What is staking and how to do it?
First, we will start by telling you that what is staking and then we will move on to the part of how to do it. Anyone who is involved in cryptocurrency has heard this word. Many of the cryptocurrency beginners do not know about it.
What is Staking?
In staking, you support the network and hold cryptocurrencies for verifying transactions. You can hold cryptocurrency in your digital wallet for supporting the security of the blockchain network.
In staking, you lock your currency and earn a reward through it. You will receive a reward for holding coins and supporting blockchain networks. This reward can be assumed as an interest. You can hold coins and generate passive income through staking. If the value of the coin you hold increases, then you can earn more money through staking.
Staking is not supported by all cryptocurrencies. We will tell you that how can you stake, and which cryptocurrencies provide the facility of staking.

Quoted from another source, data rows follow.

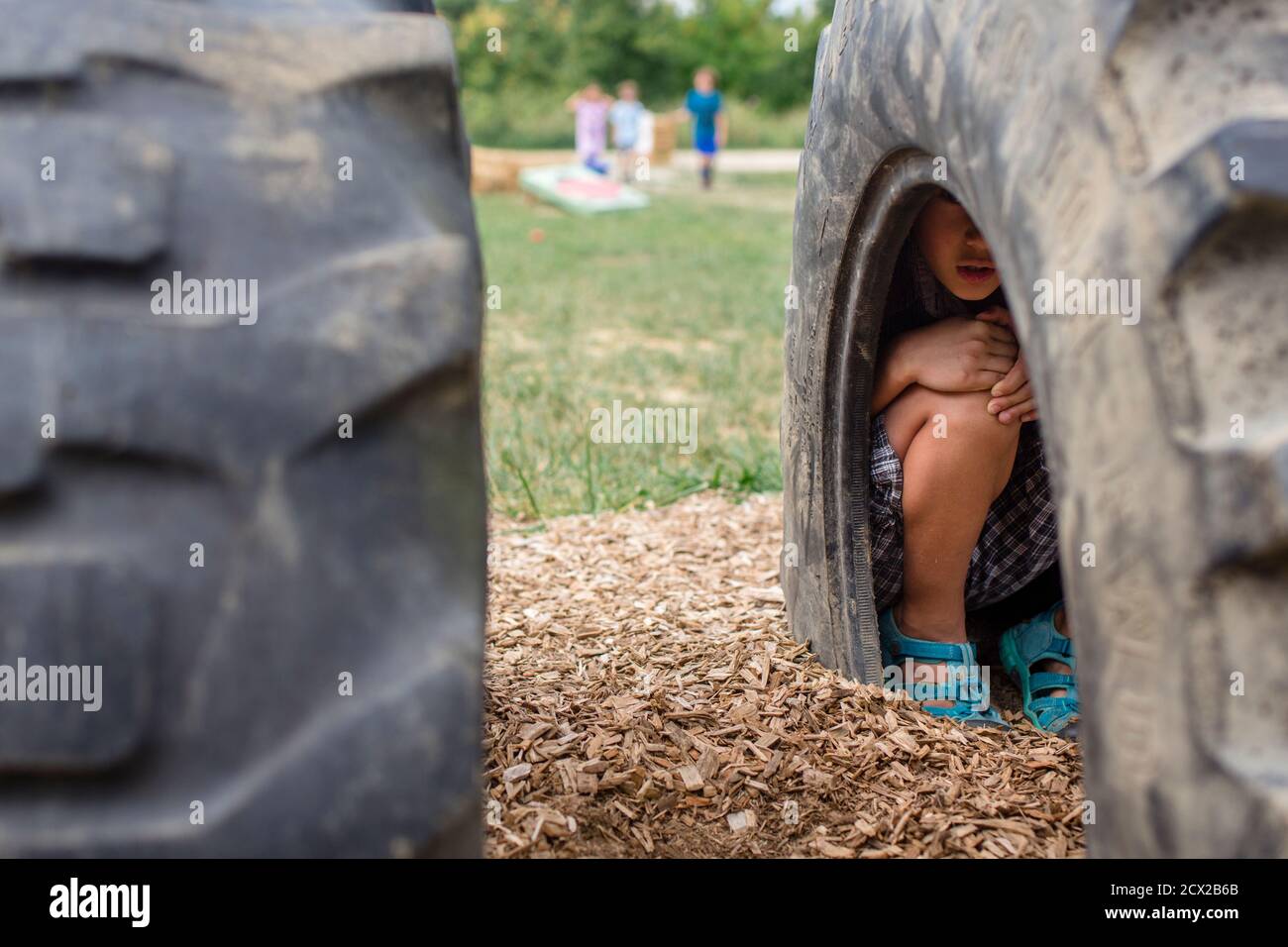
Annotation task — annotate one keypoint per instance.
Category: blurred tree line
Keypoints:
(550, 48)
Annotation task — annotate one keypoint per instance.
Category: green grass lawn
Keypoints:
(677, 305)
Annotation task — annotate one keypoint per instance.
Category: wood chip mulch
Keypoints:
(644, 698)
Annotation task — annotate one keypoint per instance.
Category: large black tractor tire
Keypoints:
(1104, 140)
(266, 526)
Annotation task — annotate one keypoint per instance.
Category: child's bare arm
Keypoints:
(1013, 397)
(952, 355)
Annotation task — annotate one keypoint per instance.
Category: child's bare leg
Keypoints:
(948, 484)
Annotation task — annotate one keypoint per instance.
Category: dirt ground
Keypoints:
(644, 698)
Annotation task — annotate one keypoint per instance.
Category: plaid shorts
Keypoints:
(1016, 547)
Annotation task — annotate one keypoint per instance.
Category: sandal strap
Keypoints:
(1048, 681)
(965, 684)
(1054, 712)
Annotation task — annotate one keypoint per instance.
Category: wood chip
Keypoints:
(644, 698)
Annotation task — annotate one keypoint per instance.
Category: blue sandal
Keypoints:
(1022, 647)
(965, 685)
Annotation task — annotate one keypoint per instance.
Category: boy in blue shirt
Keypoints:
(709, 125)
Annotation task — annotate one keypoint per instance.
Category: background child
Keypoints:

It can be considered an alternative to mining because it is also used for verifying transactions. Staking can be done on a proof-of-stake blockchain. Anyone who has the minimum amount of a specific cryptocurrency can earn staking rewards by validating transactions.
What is Proof of Stake?
It is a consensus mechanism. It helps blockchains to operate energy-efficiently. It maintains the degree of decentralization.
Scott Nadal and Sunny King were the ones to discuss this term first in their Peercoin paper in 2012.
What is Delegated Proof of Stake?
Daniel Larimer designed an alternative version of the consensus mechanism in 2014. It was named delegated proof of stake.
In DPoS, coin balances are committed as votes by users. The number of coins held is proportional to voting power. Delegates are selected based on these votes. These delegates manage the blockchains and ensure security and consensus of the blockchain. The elected delegates get staking rewards. They distribute these rewards in people who elected them depending on their contributions.
How does staking work
Unlike proof of work, which relies on mining for the addition of new blocks into the blockchain, proof of stake produces and validates the new blocks through the staking process.
In staking, validators lock their coins and they are selected randomly at specific intervals by protocol to build a block. Those participants who stake larger amounts are most likely to be selected as the next block validators.
We do not have to rely on special hardware such as ASIC for producing blocks. In staking, direct investment is done in cryptocurrency. The validators who validate PoS blocks are selected based upon the number of coins that they are staking.
- When a node meets the minimum balance required for staking, then this amount can be deposited in the network as a stake.
- The larger the number of coins being staked, the higher probability to be selected as the next validator.
- The validator will receive a reward when a block is created successfully just like proof-of-work chains reward the miners.
- If a validator tries to attack the network or double sign, then they lose their stake part
You receive a reward when you stake a cryptocurrency. Mostly it is a fixed percentage per year. This percentage can change from time to time. You can receive rewards individually or by using a pool. We will be discussing the staking pool later in this article.
How rewards are calculated:
The method of calculating staking rewards is different for every blockchain network.
Many different factors help in the calculation of staking rewards.
- Number of coins: The staking reward depends on the number of coins that are being staked, by the validator
- Duration of staking: for how long the coins have been staked by the validator.
- Number of coins on the network: Another important factor is how many total coins have been staked on a blockchain network
- Inflation rate
A fixed percentage is used to determine staking awards. Validators distribute these rewards to compensate for inflation. Users are encouraged to spend their coins through inflation. This increases the usage of coins as cryptocurrencies.
The frequency of blocks that a cryptocurrency network produces also helps in determining the staking rewards.
A group of coin holders merges their resources in a staking pool, for increasing the chances to validate blocks and receive rewards. Staking power is combined and the rewards are shared proportionally to those who contributed to the pool.
A lot of expertise and time is required for setting up or maintaining a staking pool. They are most effective on networks that have a high barrier of entry.
Pools provide additional flexibility to individual stakeholders. The stake is locked for a specified period and the withdrawal time is set by the protocol.
It is considered ideal that new users should join the pool instead of staking alone.
In this process, staking is done on a wallet which is not connected to an internet connection. It is done mostly by using a hardware wallet. However, a software wallet can also be used.
Networks that provide the facility of cold staking hold the user funds offline and allow them to stake. If coins are moved out of the cold storage by the stakeholder, then they will stop receiving any reward.
It is best for stakeholders who want their funds to be protected at a maximum level.
Eligibility criteria for staking:
the criteria to be eligible for staking is
- Your identity must be verified
- A minimum balance of specific cryptocurrency must be possessed.
- You must hold the eligible cryptocurrency.
Hope now you are very much clear that what is staking and how to do it.